富士通と米マサチューセッツ工科大学(MIT)は2021年12月、当初の想定にはない「未知のデータ」を高精度で認識できるAI(人工知能)の技術を開発したと発表した。色や形状などを手がかりに対象を識別する人の脳の仕組みをヒントにした。未知のデータの認識精度が下がりやすい深層学習の課題を克服できるほか、AIシステム開発の効率化も期待できる。
深層学習で用いられるDNN(ディープ・ニューラル・ネットワーク)を使えば、画像認識などで人間と同等以上の精度を実現する。既に工場における不良品の検出や医療における画像診断など様々なシーンで活用が進む。ただし認識対象の向きや照明の当たり具合といった条件が学習時の教師データと大きく異なると、未知のデータとなって認識精度が低下しやすい課題がある。

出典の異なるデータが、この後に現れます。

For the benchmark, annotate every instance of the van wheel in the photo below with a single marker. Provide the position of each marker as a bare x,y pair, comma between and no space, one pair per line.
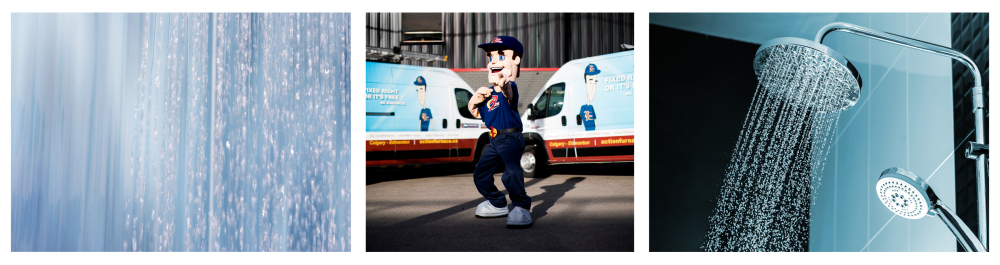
531,163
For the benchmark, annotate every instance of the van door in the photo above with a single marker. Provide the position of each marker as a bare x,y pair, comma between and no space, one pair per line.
551,120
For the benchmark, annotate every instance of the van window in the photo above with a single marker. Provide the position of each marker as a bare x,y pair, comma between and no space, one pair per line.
550,103
462,97
542,104
556,93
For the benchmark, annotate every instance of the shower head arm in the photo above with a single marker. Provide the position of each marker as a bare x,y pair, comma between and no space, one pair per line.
903,41
962,232
977,97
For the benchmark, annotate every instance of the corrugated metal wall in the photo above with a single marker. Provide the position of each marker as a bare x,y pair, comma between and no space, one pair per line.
549,39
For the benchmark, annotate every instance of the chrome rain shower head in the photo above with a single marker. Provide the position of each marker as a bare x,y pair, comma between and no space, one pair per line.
804,72
909,196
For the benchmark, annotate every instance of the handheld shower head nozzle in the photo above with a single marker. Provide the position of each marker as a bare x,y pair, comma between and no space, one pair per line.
904,193
804,72
909,196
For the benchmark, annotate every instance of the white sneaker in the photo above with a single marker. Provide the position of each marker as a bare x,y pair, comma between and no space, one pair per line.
486,209
519,217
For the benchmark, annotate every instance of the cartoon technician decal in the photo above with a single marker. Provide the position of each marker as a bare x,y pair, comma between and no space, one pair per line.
425,113
587,113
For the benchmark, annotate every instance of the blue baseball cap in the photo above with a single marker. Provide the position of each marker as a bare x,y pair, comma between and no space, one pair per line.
503,43
592,70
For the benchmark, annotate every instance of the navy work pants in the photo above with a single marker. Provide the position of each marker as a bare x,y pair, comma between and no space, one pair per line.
506,147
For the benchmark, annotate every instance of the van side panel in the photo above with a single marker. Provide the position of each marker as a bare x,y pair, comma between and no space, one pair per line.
611,111
393,126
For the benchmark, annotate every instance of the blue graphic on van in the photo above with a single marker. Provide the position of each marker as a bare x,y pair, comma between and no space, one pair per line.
425,113
391,102
587,111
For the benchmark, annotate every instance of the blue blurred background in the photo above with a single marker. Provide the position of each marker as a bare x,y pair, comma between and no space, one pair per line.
904,118
180,132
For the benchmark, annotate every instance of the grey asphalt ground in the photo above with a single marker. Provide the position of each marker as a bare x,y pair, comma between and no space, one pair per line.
577,208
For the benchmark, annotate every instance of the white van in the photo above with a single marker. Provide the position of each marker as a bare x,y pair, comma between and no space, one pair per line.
584,114
418,115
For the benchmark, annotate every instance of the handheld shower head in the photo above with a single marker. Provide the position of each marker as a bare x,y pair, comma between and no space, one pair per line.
804,72
909,196
904,193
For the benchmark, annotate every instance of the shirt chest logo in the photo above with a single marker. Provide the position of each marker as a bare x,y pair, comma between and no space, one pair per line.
493,103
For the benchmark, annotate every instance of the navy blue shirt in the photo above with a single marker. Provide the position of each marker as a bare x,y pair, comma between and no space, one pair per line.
499,114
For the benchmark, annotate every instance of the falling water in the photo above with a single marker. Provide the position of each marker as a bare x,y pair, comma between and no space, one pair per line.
218,132
778,160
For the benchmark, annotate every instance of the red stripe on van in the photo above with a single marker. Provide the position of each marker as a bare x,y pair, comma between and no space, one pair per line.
522,69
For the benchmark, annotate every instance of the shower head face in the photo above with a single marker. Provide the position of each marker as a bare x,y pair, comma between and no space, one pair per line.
904,193
807,73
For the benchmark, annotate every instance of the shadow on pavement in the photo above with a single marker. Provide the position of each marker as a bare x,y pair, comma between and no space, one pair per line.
375,175
425,233
549,197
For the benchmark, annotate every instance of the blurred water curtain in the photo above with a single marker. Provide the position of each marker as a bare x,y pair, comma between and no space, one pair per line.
180,132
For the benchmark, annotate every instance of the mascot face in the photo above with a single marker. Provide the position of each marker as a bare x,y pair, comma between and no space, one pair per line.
502,66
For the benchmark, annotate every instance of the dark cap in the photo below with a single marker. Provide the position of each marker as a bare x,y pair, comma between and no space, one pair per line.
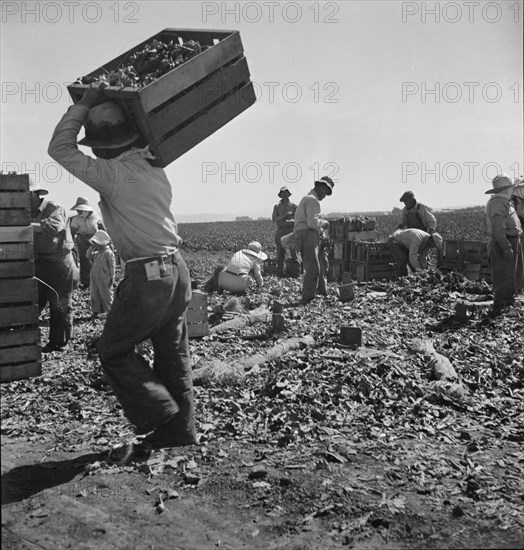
407,195
328,182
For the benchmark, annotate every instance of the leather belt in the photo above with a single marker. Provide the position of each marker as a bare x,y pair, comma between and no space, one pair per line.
165,258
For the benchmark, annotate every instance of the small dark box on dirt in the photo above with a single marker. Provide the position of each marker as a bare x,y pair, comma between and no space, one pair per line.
184,106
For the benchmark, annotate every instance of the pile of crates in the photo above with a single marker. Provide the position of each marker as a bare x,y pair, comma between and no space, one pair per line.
355,256
20,354
371,260
468,257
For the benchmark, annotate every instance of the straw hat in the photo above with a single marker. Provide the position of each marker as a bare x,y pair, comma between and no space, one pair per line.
284,190
82,204
254,248
500,183
106,127
101,238
328,182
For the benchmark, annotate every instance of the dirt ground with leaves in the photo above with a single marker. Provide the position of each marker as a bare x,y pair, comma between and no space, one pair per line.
323,447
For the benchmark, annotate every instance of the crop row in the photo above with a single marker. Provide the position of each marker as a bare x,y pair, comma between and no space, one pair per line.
216,236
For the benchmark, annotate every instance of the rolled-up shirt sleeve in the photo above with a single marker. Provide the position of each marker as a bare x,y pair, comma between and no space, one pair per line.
312,214
257,274
97,173
55,222
427,217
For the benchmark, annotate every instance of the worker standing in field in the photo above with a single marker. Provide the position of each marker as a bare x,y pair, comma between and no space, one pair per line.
517,198
55,268
504,252
150,302
411,247
284,217
309,224
83,226
416,215
102,272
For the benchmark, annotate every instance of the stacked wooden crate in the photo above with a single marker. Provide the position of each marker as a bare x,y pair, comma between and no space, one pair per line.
192,101
468,257
20,354
343,232
196,315
371,260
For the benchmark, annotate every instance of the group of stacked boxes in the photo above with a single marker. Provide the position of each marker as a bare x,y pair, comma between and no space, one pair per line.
19,330
465,256
355,255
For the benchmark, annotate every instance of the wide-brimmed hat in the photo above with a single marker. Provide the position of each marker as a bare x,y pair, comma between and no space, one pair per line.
407,195
100,237
35,188
82,204
106,127
328,182
255,249
438,240
500,183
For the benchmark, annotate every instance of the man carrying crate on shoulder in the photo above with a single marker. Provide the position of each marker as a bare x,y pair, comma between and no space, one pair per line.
151,301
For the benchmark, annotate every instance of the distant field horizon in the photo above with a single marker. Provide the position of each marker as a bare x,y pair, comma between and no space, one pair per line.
210,217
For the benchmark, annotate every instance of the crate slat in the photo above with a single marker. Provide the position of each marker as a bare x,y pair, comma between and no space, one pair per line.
16,234
205,125
196,315
19,372
174,103
14,182
9,270
198,330
20,354
18,315
14,291
19,337
15,199
198,98
16,251
15,217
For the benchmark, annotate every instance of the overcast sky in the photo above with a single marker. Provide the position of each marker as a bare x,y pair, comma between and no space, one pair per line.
383,96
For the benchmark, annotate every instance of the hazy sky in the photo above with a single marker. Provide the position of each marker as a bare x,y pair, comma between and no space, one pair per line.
383,96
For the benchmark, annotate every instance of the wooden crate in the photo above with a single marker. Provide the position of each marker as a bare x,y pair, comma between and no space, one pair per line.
15,201
20,355
371,253
369,236
364,272
336,270
341,250
183,107
196,315
459,251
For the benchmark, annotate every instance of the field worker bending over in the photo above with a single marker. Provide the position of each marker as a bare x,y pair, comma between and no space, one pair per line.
136,201
410,246
102,272
308,228
416,215
243,267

この課題は「ショートカット学習」と呼ばれる現象が引き起こしている可能性が高いと考えられている。本来は不正確な根拠である特徴から正解を導けるように学習している状況を指す。
自動車の画像から製品名を当てるAIを考えてみよう。仮に教師データが黒色の自動車に偏っていると、AIは黒色を正解の製品名に対応する重要な特徴と学習してしまう場合がある。そうなると、色が異なる自動車の画像を認識させても未知のデータとなり、精度が下がってしまうわけだ。
これを防ぐには、多くの条件を網羅的に学習させればよい。とはいえ実際の環境では学習用データが限られるなど、網羅的な学習が難しいことが少なくない。未知のデータの認識精度をいかに高めるかが、AIの研究者にとって最近の重要なテーマの1つになっている。
色が違っても形を手かがりに正解を探る
課題を解決するアプローチとして、富士通とMITは人間の脳の認知機能を応用することにした。人間は仮に色が違っても、形状など別の特徴を手かがりに正解を導けることが多い。MITとの研究の中心メンバーである富士通の佐々木智丈研究本部人工知能研究所自律学習プロジェクトシニアリサーチャーは、「人間の脳には形や色、視点などの属性の認識に特化した機能モジュールがあると考えられている」と説明する。
このことをヒントに、形状や色、視点といった属性ごとにDNNを分割。属性ごとにDNNのモジュールを持たせることにした。例えば色が全く異なるデータでも、形状や視点などの別の属性から正解を導けるのではないかと考えたのだ。
データの種類 | 従来通り分割しないDNN | 富士通・MITの属性ごとに分割したDNN |
---|---|---|
未知のデータ | 73.2% | 77.3% |
学習時と同じ傾向のデータ | 98.0% | 94.4% |
仮説は当たり、属性ごとにDNNモジュールを持たせたAIシステムは高い認識精度を実現した。米スタンフォード大学が研究用に開発した画像の内容に関する質問に応答する問題を使って検証したところ、未知のデータの認識精度は13項目の平均で77.3%。従来通りの分割しないDNNを4.1ポイント上回った。「現状は認識精度を平均1%高めるだけでも難しいとされている。4%は大きな差といえる」(佐々木シニアリサーチャー)。最大では約13ポイントも差を付けた。